Wednesday, 1 January 2020

Cinnamon Star Bread





Starting the year off correctly with one of my favourite things I’ve ever made! This cinnamon star bread is delicious and super impressive and once you’ve cracked the dough-making, it’s a fairly easy process!



This is the same recipe as my individual kanelbullar but with a different assembly at the end which just turns it into a show stopper. This would make a great centrepiece dessert, sliced up and served with a dollop of ice-cream or custard. 

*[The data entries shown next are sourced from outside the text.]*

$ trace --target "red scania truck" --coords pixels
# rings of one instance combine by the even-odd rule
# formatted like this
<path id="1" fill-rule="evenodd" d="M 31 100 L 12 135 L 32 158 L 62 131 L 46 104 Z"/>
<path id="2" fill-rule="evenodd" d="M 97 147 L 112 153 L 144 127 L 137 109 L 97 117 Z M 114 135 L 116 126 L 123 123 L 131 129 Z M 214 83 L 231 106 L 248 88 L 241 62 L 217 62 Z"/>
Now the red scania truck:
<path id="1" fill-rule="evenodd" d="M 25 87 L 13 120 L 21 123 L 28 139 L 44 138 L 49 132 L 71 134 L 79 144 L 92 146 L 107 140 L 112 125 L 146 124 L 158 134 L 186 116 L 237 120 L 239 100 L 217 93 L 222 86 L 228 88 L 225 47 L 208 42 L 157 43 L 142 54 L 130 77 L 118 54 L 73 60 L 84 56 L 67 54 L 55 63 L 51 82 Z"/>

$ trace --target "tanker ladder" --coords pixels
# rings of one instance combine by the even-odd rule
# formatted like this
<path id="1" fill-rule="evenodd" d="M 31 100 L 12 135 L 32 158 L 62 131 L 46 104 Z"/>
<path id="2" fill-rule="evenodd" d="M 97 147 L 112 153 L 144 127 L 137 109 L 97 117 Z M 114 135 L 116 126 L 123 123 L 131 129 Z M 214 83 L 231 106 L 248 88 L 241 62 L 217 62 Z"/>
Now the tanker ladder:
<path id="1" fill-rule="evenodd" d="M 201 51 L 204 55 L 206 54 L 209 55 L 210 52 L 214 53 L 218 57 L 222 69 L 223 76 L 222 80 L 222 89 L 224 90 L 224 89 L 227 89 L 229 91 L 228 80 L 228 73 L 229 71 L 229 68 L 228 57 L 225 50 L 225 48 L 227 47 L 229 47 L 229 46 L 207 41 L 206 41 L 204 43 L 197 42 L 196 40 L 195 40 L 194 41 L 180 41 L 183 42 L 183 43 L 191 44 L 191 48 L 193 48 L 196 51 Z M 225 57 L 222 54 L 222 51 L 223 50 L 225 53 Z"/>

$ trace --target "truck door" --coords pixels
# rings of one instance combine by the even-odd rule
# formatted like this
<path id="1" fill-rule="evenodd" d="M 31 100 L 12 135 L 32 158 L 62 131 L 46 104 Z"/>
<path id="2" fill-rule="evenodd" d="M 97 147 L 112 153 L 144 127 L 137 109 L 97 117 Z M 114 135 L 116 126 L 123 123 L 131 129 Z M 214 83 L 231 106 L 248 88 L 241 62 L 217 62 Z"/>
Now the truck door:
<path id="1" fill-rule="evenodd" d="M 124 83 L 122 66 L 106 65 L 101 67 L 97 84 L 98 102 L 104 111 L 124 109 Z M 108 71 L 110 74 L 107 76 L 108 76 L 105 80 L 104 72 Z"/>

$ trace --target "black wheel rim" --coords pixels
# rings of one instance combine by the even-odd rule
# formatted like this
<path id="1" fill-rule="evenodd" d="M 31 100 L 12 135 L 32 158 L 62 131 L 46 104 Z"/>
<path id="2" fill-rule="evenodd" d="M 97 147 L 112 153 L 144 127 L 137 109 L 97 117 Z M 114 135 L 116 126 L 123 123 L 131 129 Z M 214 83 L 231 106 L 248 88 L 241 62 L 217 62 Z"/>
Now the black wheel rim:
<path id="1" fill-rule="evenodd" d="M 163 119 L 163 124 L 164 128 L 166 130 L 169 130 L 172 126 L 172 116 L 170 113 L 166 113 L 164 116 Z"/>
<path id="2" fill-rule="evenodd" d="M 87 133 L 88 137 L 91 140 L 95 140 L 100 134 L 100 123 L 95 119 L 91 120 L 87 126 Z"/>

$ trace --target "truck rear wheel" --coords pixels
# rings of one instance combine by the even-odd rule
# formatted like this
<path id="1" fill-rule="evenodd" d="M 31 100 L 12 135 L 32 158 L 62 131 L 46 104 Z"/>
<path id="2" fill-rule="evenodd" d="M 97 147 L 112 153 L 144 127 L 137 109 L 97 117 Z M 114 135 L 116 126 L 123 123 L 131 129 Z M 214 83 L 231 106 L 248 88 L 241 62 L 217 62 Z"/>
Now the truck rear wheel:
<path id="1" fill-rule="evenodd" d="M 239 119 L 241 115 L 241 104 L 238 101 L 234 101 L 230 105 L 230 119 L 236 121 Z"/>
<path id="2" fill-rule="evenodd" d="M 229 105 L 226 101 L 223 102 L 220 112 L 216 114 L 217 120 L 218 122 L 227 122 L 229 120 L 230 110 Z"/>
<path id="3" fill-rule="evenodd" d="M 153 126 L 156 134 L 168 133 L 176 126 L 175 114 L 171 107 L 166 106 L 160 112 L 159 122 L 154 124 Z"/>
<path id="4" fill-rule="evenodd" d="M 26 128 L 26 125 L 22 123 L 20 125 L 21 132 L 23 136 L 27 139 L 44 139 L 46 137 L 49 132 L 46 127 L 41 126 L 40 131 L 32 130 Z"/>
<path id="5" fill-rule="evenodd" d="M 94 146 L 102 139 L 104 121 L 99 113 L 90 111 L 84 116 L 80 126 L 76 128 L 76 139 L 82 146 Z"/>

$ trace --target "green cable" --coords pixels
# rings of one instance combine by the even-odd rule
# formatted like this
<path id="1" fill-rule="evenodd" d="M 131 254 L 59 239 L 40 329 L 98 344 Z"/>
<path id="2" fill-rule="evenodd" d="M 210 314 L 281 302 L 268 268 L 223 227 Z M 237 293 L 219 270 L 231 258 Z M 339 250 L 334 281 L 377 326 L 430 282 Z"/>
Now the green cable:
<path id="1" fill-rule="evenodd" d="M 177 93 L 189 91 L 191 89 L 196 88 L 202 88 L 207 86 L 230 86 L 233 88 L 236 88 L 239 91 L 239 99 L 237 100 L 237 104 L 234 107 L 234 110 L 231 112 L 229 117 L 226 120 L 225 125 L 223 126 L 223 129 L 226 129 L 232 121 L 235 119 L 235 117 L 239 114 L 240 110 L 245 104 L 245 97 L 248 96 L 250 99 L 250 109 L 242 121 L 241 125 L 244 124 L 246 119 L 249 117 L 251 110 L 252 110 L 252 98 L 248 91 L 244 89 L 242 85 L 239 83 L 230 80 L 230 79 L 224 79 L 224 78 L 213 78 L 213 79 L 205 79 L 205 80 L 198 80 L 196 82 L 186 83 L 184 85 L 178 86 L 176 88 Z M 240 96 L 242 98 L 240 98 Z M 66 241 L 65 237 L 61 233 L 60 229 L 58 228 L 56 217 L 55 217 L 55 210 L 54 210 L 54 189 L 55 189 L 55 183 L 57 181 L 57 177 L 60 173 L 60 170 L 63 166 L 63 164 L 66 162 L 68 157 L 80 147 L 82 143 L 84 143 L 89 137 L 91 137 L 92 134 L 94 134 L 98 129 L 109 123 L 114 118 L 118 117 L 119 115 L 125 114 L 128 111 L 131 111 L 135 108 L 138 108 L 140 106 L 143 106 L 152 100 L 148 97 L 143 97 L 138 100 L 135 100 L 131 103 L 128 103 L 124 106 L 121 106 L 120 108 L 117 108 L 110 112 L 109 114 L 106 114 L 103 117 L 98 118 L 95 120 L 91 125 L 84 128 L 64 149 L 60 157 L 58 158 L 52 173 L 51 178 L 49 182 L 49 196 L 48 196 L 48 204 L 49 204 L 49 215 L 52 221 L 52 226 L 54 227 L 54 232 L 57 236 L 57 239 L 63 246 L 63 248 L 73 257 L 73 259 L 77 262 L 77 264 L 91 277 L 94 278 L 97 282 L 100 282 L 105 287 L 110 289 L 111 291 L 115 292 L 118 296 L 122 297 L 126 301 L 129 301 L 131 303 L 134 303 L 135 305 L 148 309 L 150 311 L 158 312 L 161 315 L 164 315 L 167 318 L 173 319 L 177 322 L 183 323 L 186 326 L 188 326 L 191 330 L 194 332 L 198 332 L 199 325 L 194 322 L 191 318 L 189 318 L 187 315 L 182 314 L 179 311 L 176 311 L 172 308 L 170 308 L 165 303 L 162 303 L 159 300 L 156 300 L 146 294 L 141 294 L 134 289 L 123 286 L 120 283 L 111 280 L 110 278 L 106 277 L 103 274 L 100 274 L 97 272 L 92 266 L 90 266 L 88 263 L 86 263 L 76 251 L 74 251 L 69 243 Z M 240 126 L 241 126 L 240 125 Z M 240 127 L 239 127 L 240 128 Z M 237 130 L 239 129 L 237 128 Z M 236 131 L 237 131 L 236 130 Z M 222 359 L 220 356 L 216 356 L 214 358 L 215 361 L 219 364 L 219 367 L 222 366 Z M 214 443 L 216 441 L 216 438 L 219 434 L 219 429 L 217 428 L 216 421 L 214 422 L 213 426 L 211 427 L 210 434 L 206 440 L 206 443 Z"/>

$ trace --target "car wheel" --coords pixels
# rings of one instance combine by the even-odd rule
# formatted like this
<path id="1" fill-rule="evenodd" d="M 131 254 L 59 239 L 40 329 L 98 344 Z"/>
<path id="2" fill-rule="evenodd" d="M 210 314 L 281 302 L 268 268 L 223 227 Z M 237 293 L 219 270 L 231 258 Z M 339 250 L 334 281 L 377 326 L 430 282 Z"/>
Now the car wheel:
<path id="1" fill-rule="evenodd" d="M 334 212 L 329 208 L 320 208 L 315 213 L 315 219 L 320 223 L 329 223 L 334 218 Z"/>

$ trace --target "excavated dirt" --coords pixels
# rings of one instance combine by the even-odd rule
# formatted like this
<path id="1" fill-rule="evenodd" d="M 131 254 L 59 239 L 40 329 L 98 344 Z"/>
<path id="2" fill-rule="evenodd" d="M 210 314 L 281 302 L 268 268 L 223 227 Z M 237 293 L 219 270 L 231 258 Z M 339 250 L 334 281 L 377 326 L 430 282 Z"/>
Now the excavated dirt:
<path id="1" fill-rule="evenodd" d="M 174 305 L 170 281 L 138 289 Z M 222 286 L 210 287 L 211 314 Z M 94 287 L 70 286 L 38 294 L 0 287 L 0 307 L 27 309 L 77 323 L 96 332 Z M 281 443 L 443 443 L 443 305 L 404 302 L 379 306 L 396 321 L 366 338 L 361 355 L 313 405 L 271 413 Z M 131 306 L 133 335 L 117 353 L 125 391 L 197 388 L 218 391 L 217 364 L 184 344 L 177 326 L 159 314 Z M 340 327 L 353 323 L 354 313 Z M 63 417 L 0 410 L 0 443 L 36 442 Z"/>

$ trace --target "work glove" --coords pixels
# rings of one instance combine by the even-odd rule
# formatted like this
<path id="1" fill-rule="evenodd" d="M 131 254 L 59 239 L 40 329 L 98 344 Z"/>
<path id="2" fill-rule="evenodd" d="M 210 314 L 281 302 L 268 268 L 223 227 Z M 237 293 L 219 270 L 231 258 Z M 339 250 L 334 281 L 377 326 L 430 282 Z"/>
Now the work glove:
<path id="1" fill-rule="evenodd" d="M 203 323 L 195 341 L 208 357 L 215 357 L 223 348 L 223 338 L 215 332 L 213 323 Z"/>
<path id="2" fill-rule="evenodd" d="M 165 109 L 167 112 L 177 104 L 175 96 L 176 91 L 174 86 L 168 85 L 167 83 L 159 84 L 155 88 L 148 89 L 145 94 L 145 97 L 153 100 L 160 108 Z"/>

Serves 8, realistically. But you will find no judgement here if you keep it all to yourself.



Some tips:
  • It is really easy to overheat the milk and butter mixture at the start, so I reserve about 60ml of cold milk and add it after heating to quickly bring the temperature down.
  • Making a miniature yeast “slurry” with some of the milk mixture and a little sugar boosts the rising. Too much sugar kills yeast, but a little will help feed it.
  • A round baking tray makes this a lot easier – for example a pizza tray. Bonus – these are cheap and easy to find
  • It’s fine if you don’t roll out perfect circles (I never do), everything kind of comes together ok in the oven.
  • Cutting into strips is easiest if you cut into quarters and then cut each quarter again twice to get four strips per quarter, so 16 strips total.



Ingredients for dough
  • 50g butter
  • 160ml milk
  • 2 tsp dried yeast
  • ¼ tsp salt
  • 50g sugar
  • 375g plain flour


Ingredients for filling and finishing
  • 90g butter
  • 50g granulated sugar
  • 25g granulated brown sugar       
  • 2 tbsp vanilla sugar
  • 1 tbsp cinnamon
  • 1 egg, lightly beaten
  • Optional topping – Coarse brown sugar, pearl sugar, or crushed sugar cubes


Method

Begin with the dough. Melt the butter over a low heat in a saucepan, and add the milk. Heat until approx 45 degrees Celsius for dry yeast.

Make a little yeast slurry to enhance the rise. Add half the yeast to a bowl, pour in 3 tbsp of the butter/milk mix and 1 tsp of sugar and set aside for 15 minutes.

Add the flour to a large bowl with the  salt, sugar and remaining yeast and mix well, making a well in the middle. Pour in the rest of the milk mixture and the yeasty mixture. Mix to combine, initially with  a spoon, then bring together with your hands and kneed the dough for approx 10 minutes.



Cover and let rise for about an hour in a warm place, until approximately doubled in size.

Just before getting ready to work with the dough again, combine the ingredients for the filling: the butter, sugars and cinnamon.

This is where the recipe begins to differ from the original kanelbullar recipe.

When risen, divide the dough into four equal pieces.



Roll one out into approx. 35cm round circles, place on a round baking tray covered in greaseproof paper.



Spread with 1/3 of the cinnamon filling, leaving about 1 cm clear at the edges.

Rub a little water around the edge that you’ve left clear of the filling.



Roll out the next dough ball the same, put on top of the bottom one and press gently around the edges to seal to the lower layer. Repeat the process as above with the remaining dough layers, leaving the top layer plain, without any filling on top.

Place a cookie cutter in the centre (about 7-10cm wide) and use this as a centre guide.

You can see that my dough is very much not circular - but it still turns out great!

Cut into 16 equal strips from the cookie cutter to the edge.

Still need to make a few more cuts but that's the start!

Twist two adjacent strips away from each other, twice.

That's one twist. Needs one more

Pinch the edges together.

Repeat 7 more times, so all the strips are paired, twisted and sealed. Remove the cookie cutter.



Allow to rise for about an hour, covered, in a warm kitchen. Near the end of rising time preheat the oven to 190 degrees C.

Looking a lot more puffy


Brush with beaten egg.


...and, if preferred, sprinkle over some coarse brown sugar, or pearl sugar, or crushed sugar cubes. 



Bake in the oven for 12-15 minutes until golden brown and absolutely gorgeous. Allow to cool on the baking tray.